(334p) Simulating Polymorphic Phase Behavior Using Reaction Ensemble Monte Carlo

We present an application of the reaction ensemble Monte Carlo (RxMC) method [J.K. Johnson, A.Z. Panagiotopoulos and K.E. Gubbins, Mol. Phys. 81, 717 (1994); W.R. Smith and B. Tøíska, J. Chem. Phys. 100, 3019 (1994)] for predicting solid-state structural transitions, namely conformational polymorphism. The RxMC technique provides a means of overcoming high-energy transition barriers which may be caused, for example, by sterically-hindered atoms or molecules. We demonstrate the method on nitromethane (NM), CH3NO2, whose behavior has been studied extensively. There are many morphologies of crystalline NM created by the rotation of the methyl group about the C-N bond. In applying the RxMC method to the phase transition behavior of crystalline NM, we treat the rotation of the methyl group as a conformational isomerization reaction. We then predict the equilibrium concentrations of the rotamers as a function of pressure and temperature. We find that the simpler, less-computationally expensive rigid model of nitromethane used in the RxMC simulation can capture the same behavior as the fully-flexible model.
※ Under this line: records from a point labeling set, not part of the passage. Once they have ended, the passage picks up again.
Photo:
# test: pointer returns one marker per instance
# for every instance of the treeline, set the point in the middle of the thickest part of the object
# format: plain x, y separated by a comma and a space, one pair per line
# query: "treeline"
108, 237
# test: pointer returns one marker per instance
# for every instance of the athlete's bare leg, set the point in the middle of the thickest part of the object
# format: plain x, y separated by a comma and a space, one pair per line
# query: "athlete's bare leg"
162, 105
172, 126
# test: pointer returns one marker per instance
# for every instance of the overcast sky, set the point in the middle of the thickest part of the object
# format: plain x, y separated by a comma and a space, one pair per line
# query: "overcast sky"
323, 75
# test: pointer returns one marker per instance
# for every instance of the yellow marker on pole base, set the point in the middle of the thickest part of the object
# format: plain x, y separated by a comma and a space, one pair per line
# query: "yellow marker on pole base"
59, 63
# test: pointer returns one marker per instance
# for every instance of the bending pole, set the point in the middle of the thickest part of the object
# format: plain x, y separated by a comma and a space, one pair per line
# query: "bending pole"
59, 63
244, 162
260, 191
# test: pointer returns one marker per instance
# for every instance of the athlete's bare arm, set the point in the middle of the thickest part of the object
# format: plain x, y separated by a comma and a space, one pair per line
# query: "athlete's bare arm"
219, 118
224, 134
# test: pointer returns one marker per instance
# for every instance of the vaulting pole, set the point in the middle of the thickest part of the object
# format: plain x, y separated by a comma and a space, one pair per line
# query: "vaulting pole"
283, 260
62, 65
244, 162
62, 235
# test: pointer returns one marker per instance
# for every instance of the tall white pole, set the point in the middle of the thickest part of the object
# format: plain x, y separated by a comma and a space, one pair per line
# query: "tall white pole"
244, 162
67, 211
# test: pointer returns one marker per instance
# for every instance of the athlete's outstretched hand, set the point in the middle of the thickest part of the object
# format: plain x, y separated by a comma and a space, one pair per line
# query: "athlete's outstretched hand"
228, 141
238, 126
Investigations of such systems using the RxMC method allow for the identification of the key components of the mechanisms through the decoupling of the molecular degrees of freedom. In the scope of other similar solid-state transitions, the RxMC method can be a powerful tool in the interpretation of experimental measurements as well as in the confirmation of experimental findings.